Today Vincent continues his work in activism by sharing his story and the stories of other ex-gay survivors. He actively speaks out on topics relating to religion, theology, race, gender, and sexuality. Past projects have explored the historical and modern use of the Bible in discourses on gender and sexuality, creating theological Latinidad, and building new communities. 

In 2008, Vincent began his career as a speaker and performer, addressing a variety of social justice issues in his talks and presentations. As a storyteller, Vincent has acted as a national voice to bring truth to spiritual violence of the ex-gay movement. He has been featured in various US media outlets including The Tyra Banks Show, The Detroit News, HDNet World Report, The Morning Show with Mike and Juliet on Fox, Logo TV, PBS In The Life, and DETAILS Magazine. He has also collaborated on other projects and has guest written for other blogs, recently including The Bilerico Project. 

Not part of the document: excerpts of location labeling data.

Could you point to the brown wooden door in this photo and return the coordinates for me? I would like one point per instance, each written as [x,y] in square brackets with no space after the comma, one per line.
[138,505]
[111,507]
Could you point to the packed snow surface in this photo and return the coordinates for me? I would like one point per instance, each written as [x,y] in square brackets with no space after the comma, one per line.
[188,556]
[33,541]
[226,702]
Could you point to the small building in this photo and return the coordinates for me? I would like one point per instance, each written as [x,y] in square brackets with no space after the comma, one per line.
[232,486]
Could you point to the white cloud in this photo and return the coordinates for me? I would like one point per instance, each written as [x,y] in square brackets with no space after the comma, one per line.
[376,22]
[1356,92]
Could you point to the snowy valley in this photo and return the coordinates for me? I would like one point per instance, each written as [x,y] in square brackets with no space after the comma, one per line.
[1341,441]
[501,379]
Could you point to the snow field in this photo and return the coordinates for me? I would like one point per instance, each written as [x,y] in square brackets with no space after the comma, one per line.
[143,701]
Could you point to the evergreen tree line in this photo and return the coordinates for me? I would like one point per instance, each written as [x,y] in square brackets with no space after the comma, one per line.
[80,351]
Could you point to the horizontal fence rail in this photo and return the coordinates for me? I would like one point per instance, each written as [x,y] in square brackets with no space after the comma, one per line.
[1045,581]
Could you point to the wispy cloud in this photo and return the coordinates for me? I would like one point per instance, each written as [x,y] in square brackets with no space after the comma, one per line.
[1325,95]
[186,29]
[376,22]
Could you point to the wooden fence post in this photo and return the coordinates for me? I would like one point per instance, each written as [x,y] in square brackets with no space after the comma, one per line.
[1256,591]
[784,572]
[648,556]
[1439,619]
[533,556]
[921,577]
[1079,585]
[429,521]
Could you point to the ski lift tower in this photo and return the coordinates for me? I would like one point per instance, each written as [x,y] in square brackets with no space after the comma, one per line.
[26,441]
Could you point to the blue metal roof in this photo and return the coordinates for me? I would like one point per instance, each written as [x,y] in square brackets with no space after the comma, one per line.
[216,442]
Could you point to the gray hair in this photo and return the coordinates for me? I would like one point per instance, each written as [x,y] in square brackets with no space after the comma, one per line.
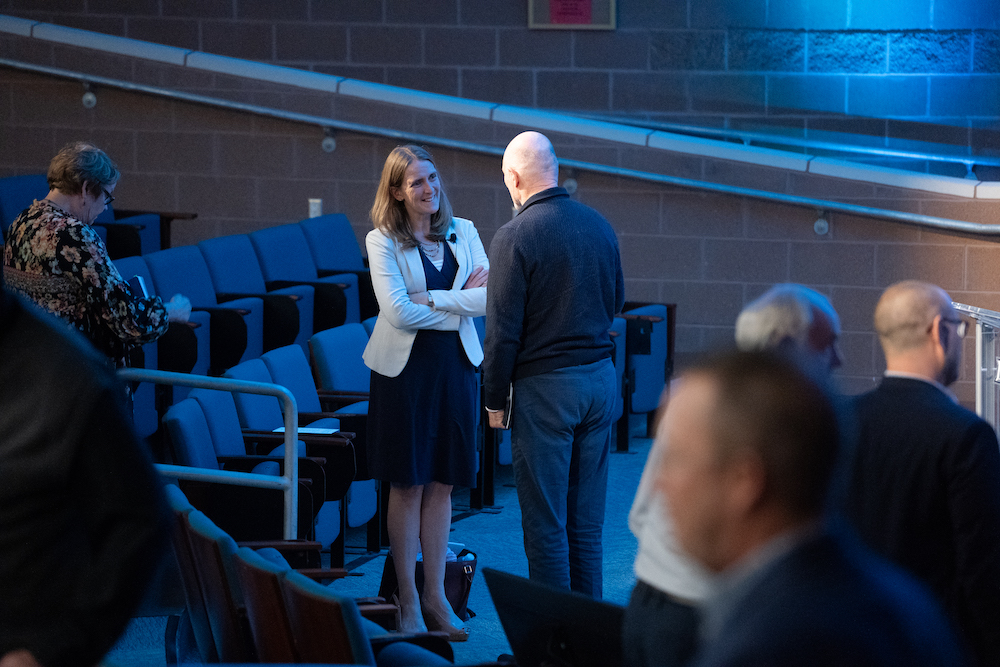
[782,315]
[78,163]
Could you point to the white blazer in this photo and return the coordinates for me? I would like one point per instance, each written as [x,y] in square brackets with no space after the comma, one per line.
[397,272]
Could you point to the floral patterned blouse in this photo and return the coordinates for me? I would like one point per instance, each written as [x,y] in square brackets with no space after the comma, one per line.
[60,263]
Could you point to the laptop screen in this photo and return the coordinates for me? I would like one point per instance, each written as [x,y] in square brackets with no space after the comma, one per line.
[548,627]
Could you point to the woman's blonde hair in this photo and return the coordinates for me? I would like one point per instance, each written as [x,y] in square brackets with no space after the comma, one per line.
[389,214]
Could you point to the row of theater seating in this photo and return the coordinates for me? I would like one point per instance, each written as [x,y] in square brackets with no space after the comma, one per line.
[250,293]
[246,604]
[215,429]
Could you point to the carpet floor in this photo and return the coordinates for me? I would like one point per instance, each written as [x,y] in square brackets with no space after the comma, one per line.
[494,533]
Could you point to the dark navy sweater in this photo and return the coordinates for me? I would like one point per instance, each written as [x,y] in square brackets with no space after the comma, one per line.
[555,285]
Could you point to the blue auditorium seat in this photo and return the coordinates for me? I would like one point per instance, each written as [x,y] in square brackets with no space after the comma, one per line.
[237,325]
[235,270]
[285,260]
[245,513]
[259,415]
[289,367]
[335,249]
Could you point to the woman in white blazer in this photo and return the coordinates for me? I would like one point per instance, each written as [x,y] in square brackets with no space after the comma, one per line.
[429,272]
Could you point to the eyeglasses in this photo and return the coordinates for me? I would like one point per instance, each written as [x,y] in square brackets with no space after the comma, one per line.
[961,327]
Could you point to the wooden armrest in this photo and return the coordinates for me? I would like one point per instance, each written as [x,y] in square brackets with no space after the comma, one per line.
[647,318]
[171,215]
[298,553]
[270,437]
[333,393]
[322,573]
[256,458]
[434,641]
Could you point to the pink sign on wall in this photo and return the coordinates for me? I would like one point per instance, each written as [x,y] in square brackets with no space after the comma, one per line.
[572,12]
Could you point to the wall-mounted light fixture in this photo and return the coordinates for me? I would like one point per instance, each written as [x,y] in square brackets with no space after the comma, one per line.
[89,99]
[821,226]
[329,142]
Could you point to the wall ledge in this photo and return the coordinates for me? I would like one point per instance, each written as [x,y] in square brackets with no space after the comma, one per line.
[511,115]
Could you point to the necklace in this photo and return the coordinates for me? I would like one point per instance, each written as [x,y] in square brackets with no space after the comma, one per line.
[431,249]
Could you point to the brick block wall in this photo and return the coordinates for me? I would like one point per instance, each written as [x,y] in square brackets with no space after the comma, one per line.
[710,254]
[748,64]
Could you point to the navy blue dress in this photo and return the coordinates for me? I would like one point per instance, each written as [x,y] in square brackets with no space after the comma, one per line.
[421,423]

As someone who lived many years as an evangelical Christian, Vincent connects regularly with evangelical and conservative Christians around lesbian, gay, bisexual and transgender concerns. He offers a variety of lectures, talks, and workshops to help educate others around issues of religion, theology, gender, and sexuality. 

Vincent is currently a doctoral candidate at the University of Southern California, focusing his research and writing on queer sexuality in Latin American literature and culture. He also holds a master's degree in theology from Harvard Divinity School and a bachelor's degree in religious studies from the University of California, Riverside.